Personal information
- Full name: Robert Lewis Stone
- Date of birth: 26 May 1925
- Place of birth: Somerville, Victoria
- Date of death: 24 June 2015 (aged 90)
- Place of death: Inverloch, Victoria
- Original team(s): Hastings

Playing career^{1}
- Years: Club / Games (Goals)
- 1942–43, 1949: Melbourne / 8 (0)
- ^{1} Playing statistics correct to the end of 1949.

= Bob Stone =

Australian rules footballer (1925–2015)

Robert Lewis Stone (26 May 1925 – 24 June 2015) was an Australian rules footballer who played with Melbourne in the Victorian Football League (VFL).

==Personal life==
The son of Ronald William Stone (1897–1967), and Gertrude Amy Stone (1898–1951), née Berryman, Robert Lewis Stone was born at Somerville, Victoria, on 26 May 1925.
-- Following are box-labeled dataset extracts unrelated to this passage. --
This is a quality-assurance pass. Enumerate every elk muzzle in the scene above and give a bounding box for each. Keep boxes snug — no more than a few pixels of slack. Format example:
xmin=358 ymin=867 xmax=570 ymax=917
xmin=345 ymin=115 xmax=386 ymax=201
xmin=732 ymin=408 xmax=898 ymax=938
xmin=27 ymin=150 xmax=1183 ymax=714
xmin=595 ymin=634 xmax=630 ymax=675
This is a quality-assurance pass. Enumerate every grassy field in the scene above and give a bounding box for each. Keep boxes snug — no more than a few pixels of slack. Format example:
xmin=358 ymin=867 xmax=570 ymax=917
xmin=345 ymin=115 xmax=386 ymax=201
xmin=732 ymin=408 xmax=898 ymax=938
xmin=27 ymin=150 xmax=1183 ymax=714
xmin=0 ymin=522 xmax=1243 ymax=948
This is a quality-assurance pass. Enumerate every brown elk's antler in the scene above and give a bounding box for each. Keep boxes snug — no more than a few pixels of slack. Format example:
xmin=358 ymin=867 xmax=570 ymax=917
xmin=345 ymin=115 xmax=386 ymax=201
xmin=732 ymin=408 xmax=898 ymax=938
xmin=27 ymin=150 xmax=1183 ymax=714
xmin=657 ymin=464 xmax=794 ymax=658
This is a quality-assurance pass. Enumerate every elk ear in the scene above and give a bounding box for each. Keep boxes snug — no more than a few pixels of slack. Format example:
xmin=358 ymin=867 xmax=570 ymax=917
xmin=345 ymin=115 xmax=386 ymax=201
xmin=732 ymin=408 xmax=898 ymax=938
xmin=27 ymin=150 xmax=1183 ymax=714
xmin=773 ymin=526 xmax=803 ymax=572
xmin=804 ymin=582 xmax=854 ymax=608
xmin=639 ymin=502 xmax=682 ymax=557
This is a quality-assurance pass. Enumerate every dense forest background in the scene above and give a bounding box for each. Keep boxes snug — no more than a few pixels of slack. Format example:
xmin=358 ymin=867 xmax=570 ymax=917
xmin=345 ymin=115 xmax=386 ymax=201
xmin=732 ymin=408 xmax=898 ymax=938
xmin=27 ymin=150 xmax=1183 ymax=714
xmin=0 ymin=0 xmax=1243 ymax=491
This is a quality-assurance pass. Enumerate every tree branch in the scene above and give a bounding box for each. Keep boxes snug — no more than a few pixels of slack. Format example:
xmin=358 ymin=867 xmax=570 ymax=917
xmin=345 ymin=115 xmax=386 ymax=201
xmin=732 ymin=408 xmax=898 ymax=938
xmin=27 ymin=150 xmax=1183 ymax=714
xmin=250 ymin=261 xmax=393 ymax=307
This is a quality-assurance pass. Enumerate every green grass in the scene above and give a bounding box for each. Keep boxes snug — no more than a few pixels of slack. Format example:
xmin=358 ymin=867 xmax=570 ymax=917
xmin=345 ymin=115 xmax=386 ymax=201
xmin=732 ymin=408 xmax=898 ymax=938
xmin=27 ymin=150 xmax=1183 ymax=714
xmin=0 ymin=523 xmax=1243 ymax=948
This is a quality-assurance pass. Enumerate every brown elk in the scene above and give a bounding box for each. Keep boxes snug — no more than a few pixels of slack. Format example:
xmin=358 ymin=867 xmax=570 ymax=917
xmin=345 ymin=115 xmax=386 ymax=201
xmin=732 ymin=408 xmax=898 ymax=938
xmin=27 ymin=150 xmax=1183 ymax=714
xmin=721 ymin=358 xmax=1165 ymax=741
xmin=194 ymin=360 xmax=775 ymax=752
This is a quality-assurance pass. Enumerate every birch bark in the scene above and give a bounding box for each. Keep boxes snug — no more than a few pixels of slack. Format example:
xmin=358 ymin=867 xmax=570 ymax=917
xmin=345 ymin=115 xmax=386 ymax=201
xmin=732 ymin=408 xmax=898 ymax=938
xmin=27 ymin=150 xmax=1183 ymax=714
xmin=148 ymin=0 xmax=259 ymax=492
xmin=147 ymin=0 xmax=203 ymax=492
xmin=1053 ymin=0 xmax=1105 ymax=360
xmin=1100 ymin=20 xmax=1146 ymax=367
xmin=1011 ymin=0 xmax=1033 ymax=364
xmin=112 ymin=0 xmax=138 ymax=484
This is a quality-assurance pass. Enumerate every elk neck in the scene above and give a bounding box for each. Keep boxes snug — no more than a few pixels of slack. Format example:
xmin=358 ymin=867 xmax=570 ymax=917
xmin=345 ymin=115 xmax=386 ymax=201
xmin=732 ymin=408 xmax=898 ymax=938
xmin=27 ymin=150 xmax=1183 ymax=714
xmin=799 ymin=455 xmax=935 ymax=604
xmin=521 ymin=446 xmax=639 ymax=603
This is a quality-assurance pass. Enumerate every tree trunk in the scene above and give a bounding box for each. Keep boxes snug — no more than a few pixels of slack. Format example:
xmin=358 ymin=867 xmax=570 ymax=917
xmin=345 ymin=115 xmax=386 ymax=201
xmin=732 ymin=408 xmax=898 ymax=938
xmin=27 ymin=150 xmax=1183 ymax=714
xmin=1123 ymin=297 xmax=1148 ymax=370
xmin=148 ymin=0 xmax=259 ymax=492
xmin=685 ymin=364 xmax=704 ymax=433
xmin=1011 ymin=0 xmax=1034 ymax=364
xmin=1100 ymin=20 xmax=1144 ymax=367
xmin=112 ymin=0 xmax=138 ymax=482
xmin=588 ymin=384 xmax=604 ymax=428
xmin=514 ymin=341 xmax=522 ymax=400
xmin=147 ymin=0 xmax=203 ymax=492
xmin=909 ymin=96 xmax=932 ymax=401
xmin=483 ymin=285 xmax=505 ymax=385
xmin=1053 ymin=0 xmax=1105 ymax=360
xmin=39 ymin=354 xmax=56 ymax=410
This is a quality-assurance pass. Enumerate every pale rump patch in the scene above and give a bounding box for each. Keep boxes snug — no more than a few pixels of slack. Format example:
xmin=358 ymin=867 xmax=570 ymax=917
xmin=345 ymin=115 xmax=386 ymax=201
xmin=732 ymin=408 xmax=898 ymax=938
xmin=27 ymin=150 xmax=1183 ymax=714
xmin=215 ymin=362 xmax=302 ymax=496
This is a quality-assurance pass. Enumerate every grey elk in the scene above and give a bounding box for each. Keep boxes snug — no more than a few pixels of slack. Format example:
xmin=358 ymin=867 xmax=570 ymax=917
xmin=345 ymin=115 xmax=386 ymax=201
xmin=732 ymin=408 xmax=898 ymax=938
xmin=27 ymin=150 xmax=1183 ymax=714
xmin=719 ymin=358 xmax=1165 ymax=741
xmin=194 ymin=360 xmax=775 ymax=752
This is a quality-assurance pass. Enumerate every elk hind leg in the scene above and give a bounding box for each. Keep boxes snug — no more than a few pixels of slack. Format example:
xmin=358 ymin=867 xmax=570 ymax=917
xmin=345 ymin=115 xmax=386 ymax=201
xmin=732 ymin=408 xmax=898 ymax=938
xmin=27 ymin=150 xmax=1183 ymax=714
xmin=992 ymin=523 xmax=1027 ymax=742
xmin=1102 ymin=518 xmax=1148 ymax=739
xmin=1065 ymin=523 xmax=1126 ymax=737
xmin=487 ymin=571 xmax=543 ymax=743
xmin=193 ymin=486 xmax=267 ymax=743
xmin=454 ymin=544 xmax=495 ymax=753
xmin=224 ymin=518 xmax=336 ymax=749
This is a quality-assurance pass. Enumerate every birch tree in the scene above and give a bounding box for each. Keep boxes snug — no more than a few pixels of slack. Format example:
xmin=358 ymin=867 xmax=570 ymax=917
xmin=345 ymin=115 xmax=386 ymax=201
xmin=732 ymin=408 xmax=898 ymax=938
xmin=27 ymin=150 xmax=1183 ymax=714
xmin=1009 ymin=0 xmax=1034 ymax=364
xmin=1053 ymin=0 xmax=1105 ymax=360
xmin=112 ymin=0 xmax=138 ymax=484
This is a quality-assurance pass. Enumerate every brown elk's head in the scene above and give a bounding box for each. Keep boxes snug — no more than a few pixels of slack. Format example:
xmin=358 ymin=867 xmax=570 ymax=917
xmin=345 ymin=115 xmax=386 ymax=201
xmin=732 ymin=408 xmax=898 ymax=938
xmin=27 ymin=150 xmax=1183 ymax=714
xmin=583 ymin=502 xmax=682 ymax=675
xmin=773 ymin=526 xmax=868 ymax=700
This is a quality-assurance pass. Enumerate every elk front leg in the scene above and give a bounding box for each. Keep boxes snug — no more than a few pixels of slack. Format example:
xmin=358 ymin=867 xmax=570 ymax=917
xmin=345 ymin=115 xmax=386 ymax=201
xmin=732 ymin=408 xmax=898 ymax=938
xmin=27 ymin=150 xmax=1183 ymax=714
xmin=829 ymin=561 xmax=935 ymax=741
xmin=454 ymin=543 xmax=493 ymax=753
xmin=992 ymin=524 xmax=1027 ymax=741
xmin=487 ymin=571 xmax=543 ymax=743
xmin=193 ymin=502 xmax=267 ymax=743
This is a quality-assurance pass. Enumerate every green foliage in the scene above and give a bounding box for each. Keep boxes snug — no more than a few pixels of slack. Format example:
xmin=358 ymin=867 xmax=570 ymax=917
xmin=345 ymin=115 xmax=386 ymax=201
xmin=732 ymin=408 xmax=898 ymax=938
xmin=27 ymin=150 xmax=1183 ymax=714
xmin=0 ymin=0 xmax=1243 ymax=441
Stone married Jean Alison Bourne in 1949. He died from a stroke on 24 June 2015, at the age of 90.

==Australian rules football==
Cleared to Melbourne from Somerville, Stone's football career was interrupted by his service in the Royal Australian Navy in the Second World War, enlisting as he turned 18 and serving on several ships until the end of the war.